Rishi Sunak, though, is looking beyond the UK borders as he prepares for his first in-person meeting of the Group of Seven nations in Japan. Britain has been at the bottom G-7 of the since the pandemic, with a flatlining economy and stubborn inflation. Friday brought news that growth unexpectedly fell in March, but also comments from the Bank of England that prices may finally start to drop.

BOE Chief Economist Huw Pill said that inflation has hit a “turning point” and is likely to fall, the clearest indication yet that officials think they might be able to pause their rate-hiking cycle after a 12th consecutive increase this week. Philip Aldrick and David Goodman examine the central bank’s “credibility issue,” after forecast U-turns and policy confusion.

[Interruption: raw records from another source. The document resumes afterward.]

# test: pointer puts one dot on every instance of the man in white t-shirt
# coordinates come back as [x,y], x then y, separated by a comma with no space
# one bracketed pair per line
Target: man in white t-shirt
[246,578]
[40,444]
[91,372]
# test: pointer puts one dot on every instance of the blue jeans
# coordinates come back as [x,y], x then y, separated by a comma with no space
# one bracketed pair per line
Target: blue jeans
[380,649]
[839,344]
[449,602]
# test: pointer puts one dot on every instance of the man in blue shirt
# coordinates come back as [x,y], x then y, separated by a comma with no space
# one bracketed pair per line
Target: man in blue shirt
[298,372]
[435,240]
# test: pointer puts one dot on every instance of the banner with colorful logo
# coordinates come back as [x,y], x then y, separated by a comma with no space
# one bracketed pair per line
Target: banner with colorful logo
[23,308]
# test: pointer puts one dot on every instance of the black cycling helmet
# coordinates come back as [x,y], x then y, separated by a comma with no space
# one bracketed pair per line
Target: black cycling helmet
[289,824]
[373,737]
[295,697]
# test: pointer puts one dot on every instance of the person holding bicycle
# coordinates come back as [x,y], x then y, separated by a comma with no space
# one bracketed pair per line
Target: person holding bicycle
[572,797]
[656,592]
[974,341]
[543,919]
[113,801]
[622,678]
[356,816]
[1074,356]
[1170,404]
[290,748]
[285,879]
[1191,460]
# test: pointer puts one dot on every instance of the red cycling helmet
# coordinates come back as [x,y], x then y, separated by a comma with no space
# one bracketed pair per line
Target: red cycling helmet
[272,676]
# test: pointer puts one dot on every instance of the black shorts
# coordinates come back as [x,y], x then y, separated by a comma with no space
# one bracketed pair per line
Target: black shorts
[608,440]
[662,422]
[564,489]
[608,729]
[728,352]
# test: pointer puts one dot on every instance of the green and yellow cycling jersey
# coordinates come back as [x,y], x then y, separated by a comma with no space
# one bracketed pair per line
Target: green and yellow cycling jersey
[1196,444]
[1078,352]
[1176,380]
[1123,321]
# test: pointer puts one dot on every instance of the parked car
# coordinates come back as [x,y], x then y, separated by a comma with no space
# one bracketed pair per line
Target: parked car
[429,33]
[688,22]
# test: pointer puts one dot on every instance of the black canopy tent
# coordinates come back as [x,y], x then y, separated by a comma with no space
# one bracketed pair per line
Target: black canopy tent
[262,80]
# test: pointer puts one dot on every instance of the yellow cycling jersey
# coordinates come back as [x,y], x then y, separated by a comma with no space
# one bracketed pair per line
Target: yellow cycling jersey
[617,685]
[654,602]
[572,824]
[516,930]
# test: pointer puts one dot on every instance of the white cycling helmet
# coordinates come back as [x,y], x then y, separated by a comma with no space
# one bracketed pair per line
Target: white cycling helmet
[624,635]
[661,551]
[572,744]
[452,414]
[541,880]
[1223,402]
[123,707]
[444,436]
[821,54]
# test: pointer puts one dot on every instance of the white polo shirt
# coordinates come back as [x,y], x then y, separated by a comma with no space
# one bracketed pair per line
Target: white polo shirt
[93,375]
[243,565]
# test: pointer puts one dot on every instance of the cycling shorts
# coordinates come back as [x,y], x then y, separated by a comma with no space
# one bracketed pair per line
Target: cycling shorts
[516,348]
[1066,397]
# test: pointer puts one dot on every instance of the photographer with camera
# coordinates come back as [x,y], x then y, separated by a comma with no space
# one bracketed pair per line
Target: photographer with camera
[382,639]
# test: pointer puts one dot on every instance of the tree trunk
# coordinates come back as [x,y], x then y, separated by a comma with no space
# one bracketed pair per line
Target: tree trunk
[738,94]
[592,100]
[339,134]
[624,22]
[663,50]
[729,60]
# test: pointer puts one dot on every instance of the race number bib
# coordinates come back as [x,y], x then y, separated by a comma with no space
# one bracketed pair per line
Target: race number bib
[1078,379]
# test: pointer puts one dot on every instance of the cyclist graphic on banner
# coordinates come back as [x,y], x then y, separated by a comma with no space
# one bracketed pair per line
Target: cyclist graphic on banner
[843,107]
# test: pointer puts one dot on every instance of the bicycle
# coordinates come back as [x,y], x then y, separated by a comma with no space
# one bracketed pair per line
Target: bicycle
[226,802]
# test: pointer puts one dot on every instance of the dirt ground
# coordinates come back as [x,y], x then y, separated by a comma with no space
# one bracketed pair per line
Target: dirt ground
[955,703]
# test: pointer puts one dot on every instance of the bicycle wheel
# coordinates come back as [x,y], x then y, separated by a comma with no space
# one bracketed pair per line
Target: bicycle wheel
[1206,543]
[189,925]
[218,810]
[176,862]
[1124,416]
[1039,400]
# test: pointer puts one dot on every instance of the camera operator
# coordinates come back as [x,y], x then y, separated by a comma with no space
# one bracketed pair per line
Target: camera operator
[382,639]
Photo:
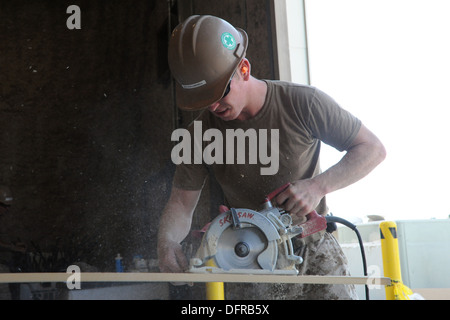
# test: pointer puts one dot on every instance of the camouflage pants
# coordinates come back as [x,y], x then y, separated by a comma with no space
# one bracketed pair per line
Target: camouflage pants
[322,255]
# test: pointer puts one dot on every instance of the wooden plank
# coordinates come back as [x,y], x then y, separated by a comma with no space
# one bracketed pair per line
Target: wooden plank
[186,277]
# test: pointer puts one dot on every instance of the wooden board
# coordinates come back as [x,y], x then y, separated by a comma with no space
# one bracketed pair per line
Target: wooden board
[186,277]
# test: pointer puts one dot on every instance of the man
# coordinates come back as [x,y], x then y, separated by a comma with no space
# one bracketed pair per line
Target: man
[207,58]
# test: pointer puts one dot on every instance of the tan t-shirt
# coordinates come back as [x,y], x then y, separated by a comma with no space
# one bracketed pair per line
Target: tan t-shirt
[303,115]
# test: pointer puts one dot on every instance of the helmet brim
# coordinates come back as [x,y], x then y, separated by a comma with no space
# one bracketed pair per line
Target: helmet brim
[199,98]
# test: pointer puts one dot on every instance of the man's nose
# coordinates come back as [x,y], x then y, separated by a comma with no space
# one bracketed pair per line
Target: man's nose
[213,107]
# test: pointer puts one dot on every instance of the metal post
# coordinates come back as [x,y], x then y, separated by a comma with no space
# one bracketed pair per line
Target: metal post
[391,262]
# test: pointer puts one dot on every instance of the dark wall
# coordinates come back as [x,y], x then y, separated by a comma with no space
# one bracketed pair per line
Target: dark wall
[86,117]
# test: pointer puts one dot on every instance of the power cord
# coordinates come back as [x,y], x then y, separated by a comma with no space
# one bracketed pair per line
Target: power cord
[331,226]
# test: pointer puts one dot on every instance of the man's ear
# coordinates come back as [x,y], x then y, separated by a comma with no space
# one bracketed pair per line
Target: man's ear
[245,69]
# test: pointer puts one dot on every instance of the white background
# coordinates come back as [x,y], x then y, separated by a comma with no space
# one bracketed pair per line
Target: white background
[388,62]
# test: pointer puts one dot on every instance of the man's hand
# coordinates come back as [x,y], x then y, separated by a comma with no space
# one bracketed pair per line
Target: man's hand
[299,199]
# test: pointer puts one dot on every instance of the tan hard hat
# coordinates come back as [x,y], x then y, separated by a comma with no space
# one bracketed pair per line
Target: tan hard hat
[5,195]
[204,52]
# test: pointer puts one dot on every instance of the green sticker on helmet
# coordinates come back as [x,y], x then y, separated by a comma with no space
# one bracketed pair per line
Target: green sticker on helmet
[228,41]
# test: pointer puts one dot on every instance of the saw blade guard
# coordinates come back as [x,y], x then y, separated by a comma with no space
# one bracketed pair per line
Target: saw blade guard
[250,244]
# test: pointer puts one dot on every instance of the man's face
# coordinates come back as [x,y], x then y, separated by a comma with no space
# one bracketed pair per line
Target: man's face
[229,107]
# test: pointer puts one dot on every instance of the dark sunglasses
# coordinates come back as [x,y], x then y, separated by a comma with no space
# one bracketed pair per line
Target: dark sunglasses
[227,90]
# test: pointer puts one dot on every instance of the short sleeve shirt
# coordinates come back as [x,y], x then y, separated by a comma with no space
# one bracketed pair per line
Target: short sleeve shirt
[302,115]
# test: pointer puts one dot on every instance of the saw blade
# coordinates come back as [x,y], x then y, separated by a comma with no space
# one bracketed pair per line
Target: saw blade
[239,248]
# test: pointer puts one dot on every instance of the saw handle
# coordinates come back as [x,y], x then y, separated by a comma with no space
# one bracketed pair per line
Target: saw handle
[314,222]
[274,193]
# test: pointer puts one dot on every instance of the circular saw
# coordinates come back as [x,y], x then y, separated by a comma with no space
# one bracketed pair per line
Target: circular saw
[248,241]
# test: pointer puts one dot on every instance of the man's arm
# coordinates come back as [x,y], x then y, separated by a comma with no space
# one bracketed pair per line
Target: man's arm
[365,153]
[174,226]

The bank’s latest projection has inflation easing to just over 5% at the end of the year, in line with Sunak’s pledge to halve the rate, but prices are proving more sticky than anticipated. The cost-of-living crisis is showing little sign of abating and surging food prices have now displaced energy as the biggest cause of inflationary concern, the BOE said this week.

Lawmakers also waded into the inflation-fighting battle with an inquiry into the influence of supermarkets and whether manufacturers are gouging consumers on food costs. French cooks are also paying more for staples like carrots and butter, driving up the cost of a traditional coq au vin by almost 15% in a year.

One group that seems immune to rising prices is the mega-wealthy. London enjoyed its best year for sales of luxury properties above £10 million ($12.5 million) since before 2016’s Brexit vote.

Speaking of Brexit, the prime minister also faced a backlash among some big-name Tories after he retreated from a pledge to scrap a range of European Union laws. When Sunak stood for the party leadership he promised to review or repeal 2,400 EU laws in his first 100 days in office, and issued a campaign video showing EU documents being shredded. That’s not happening now, and the Brexit faithful are none too pleased. Former business secretary Jacob Rees-Mogg compared the UK prime minister to the Borgias — a Renaissance Italian family that became a byword for cruelty, immorality and lust for power.

There’s a power shift at Man Group, which will have a woman at the helm after 240 years of male leadership. The world’s largest publicly listed hedge fund firm named Robyn Grew as chief executive officer; she’ll succeed Luke Ellis on Sept. 1. Man is also getting its first female chair, Anne Wade, who replaces John Cryan later this year.

Finally, more than 20 years after London introduced its congestion charge, New York may be getting one too. Motorists driving south of 60th street in Manhattan may have to pay as much as $23 starting next year. London drivers cough up £15 ($18.70) to access central parts of the city. A much larger swath of the capital is designated an ultra-low emission zone.